Al personale dei Cup e degli uffici delle Asl viene fatto esclusivamente un contratto di lavoro part time tra 20 e 30 ore, con salari minimi. In pratica al mese le lavoratrici non arrivano a superare i 600 euro netti. "Pur lavorando fianco a fianco ai “colleghi” pubblici della Regione Lazio, queste lavoratrici e questi lavoratori sono privati di ogni diritto. Le loro postazioni sono spesso le più fatiscenti, sia in termini di sicurezza che di pulizia", spiega ancora il sindacalista.
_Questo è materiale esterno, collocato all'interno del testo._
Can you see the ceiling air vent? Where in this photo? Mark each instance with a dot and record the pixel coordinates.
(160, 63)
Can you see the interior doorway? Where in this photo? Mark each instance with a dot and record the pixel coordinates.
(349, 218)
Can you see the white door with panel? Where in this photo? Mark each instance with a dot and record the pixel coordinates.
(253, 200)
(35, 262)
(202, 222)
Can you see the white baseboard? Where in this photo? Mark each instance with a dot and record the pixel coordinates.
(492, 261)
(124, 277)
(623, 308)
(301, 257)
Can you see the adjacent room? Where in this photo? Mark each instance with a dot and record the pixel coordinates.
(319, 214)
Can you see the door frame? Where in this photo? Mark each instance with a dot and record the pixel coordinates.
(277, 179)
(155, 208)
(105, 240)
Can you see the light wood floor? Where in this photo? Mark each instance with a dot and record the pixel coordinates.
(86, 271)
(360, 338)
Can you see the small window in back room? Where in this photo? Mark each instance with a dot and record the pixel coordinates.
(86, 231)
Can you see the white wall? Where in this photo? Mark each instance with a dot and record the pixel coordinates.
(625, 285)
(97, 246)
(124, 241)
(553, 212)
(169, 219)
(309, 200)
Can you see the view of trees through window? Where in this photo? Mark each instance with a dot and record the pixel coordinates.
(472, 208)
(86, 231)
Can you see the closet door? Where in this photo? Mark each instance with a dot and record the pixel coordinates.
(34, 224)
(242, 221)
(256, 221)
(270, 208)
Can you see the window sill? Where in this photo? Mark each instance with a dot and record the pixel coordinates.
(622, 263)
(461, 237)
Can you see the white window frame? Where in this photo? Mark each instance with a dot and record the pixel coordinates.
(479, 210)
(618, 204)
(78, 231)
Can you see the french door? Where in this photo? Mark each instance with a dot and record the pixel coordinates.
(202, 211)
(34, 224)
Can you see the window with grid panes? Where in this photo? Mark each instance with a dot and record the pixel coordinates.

In realtà, hanno calcolato i rappresentanti dei lavoratori, assumere queste persone costerebbe alla Regione molto meno rispetto all'appalto esterno di questi servizi. "Il fatto che la stragrande maggioranza del personale è rappresentato da donne, la scelta di “recintarle”, per sempre negli appalti, impedendogli qualsiasi progressione di carriera futura, negando la loro professionalità, sottopagandole e condannandole ad un futuro di sicura indigenza, rappresenta anch’essa una forma di violenza di genere, ancora più subdola di quella fisica, attraverso la quale si vuole perpetuare la visione secondo la quale la donna, pur lavoratrice, può e deve continuare a dipendere economicamente dal marito o dal padre".

Si tratta di 1500 lavoratrici, quasi tutte sotto i 45 anni, molte separate e con figli. Domani, venerdì 29 aprile, ci sarà un sit in alle 15 sotto il palazzo del ministero del Lavoro a in via Veneto.